Mais Thomas Sankara ne fut pas seulement un révolutionnaire particulièrement remarquable. La révolution qu’il dirigea fut la dernière d’avant le renversement du socialisme en URSS. Le monde dans lequel il eut à lutter, les défis auxquels la révolution au Burkina Faso fut confrontée, étaient déjà très largement les nôtres. A ce titre, il est, plus que d’autres grands révolutionnaires, notre contemporain. A ce titre, sa pensée a beaucoup à nous apprendre, pour nos luttes d’aujourd’hui.

Sankara devait lutter à une époque où le colonialisme avait laissé la place à une nouvelle forme de domination impérialiste – le néocolonialisme – ce dans la plupart des cas du moins. N’oublions pas que le colonialisme proprement dit existe toujours aujourd’hui, et que le peuple palestinien et le peuple sahraoui ont encore à lutter pour s’en libérer. Reste le fait que, plus que d’autres avant lui, Thomas Sankara comprit bien les rouages du néocolonialisme et les tâches requises pour rompre avec cette nouvelle forme d’oppression. Un des instruments clés du néocolonialisme est la dette extérieure, qui n’est qu’un moyen d’asservissement à perpétuité d’un peuple par l’endettement. Or Thomas Sankara est resté à jamais célèbre pour son discours prononcé le 29 juillet 1987 à Addis-Abeba, à la Conférence de l’Organisation de l’unité africaine. Il convient d’en citer un extrait, pratiquement in extenso :

« La dette, c’est encore le néocolonialisme ou les colonialistes qui se sont transformés en assistants techniques. En fait, nous devrions dire en assassins techniques. Et ce sont eux qui nous ont proposé des sources de financement, des bailleurs de fonds. Un terme que l’on emploie chaque jour comme s’il y avait des hommes dont le bâillement suffirait à créer le développement chez d’autres. Ces bâilleurs de fonds nous ont conseillés, recommandés. On nous a présenté des dossiers et des montages fiduciaires alléchants. Nous nous sommes endettés pour 50 ans, 60 ans et même plus.
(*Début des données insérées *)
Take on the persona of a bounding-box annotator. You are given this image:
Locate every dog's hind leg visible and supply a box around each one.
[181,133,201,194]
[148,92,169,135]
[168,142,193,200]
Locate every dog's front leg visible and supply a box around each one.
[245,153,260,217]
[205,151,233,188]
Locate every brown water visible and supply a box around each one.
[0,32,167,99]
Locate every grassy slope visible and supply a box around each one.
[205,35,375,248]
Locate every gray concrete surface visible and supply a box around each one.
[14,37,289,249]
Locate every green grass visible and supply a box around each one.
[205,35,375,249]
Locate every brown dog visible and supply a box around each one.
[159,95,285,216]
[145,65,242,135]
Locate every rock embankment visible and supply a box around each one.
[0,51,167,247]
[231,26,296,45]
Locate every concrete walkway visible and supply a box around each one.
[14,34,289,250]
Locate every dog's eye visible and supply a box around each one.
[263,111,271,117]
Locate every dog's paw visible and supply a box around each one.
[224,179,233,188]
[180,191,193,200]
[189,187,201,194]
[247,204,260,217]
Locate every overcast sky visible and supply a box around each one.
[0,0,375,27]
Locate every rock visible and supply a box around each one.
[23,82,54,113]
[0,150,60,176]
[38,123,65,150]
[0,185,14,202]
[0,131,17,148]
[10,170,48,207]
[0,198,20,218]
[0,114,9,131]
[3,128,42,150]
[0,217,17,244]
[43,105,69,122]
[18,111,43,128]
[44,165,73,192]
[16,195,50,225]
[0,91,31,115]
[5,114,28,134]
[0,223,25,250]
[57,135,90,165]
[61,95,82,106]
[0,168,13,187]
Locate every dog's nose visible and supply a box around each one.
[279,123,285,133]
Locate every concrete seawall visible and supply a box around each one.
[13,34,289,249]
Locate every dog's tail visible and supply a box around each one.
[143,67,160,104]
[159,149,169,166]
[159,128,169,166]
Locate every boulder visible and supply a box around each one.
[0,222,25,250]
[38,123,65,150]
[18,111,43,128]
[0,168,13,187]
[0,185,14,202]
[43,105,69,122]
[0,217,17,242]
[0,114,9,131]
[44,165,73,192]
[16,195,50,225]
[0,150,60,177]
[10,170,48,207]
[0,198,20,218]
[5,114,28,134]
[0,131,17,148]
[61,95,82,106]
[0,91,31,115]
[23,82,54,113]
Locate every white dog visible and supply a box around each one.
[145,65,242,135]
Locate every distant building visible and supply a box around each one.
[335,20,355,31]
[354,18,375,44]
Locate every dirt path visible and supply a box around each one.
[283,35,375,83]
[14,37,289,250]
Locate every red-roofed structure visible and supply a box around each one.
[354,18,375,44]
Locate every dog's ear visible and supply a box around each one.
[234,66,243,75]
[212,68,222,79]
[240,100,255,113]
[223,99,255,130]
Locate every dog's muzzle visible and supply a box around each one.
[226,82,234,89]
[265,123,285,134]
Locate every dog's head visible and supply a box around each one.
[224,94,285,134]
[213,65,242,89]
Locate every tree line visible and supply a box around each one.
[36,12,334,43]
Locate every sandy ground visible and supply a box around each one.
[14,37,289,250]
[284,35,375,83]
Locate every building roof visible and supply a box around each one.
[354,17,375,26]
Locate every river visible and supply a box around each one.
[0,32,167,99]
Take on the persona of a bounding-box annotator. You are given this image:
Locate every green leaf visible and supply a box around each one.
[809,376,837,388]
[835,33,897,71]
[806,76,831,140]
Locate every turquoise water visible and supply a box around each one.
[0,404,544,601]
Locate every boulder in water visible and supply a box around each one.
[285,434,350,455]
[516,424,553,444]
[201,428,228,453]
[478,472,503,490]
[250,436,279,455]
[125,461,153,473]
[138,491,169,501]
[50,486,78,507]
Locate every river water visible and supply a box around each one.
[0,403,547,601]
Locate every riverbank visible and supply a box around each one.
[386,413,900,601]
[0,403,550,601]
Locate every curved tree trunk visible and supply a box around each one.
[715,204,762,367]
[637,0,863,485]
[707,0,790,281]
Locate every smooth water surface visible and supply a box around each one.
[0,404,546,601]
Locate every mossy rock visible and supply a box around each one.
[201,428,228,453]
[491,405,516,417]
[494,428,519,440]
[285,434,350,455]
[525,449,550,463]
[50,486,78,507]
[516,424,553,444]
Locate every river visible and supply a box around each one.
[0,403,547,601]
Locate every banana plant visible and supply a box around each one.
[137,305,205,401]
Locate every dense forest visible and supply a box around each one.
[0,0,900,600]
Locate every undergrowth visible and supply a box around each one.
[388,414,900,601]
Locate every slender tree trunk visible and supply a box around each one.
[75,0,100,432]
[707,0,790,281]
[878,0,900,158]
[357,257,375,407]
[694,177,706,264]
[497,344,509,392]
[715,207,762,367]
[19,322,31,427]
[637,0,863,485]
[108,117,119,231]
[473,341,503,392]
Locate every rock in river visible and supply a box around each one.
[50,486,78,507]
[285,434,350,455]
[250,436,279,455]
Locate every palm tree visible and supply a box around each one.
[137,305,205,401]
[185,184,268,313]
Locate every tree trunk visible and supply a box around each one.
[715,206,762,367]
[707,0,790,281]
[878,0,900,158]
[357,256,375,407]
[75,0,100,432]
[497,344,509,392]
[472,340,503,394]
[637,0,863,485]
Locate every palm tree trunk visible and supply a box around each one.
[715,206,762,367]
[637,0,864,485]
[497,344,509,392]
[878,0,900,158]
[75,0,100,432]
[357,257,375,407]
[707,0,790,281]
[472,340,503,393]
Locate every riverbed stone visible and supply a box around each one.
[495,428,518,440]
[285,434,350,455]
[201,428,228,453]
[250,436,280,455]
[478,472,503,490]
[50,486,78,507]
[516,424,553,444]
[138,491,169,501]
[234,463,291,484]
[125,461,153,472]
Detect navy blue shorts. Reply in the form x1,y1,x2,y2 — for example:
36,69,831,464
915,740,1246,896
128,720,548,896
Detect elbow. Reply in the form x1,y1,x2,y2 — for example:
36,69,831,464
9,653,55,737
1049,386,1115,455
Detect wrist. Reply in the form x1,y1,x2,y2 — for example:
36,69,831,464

C’est-à-dire que l’on nous a amenés à compromettre nos peuples pendant 50 ans et plus. »

« La dette sous sa forme actuelle est une reconquête savamment organisée de l’Afrique, pour que sa croissance et son développement obéissent à des paliers, à des normes qui nous sont totalement étrangers, faisant en sorte que chacun de nous devienne l’esclave financier – c’est-à-dire l’esclave tout court – de ceux qui ont eu l’opportunité, la ruse, la fourberie de placer des fonds chez nous avec l’obligation de rembourser. On nous dit de rembourser la dette. Ce n’est pas une question morale. Ce n’est point une question de ce prétendu honneur que de rembourser ou de ne pas rembourser […] La dette ne peut pas être remboursée parce que d’abord, si nous ne payons pas, nos bâilleurs de fonds ne mourront pas. Soyons-en sûrs. Par contre si nous payons, c’est nous qui allons mourir. Soyons-en sûrs également. »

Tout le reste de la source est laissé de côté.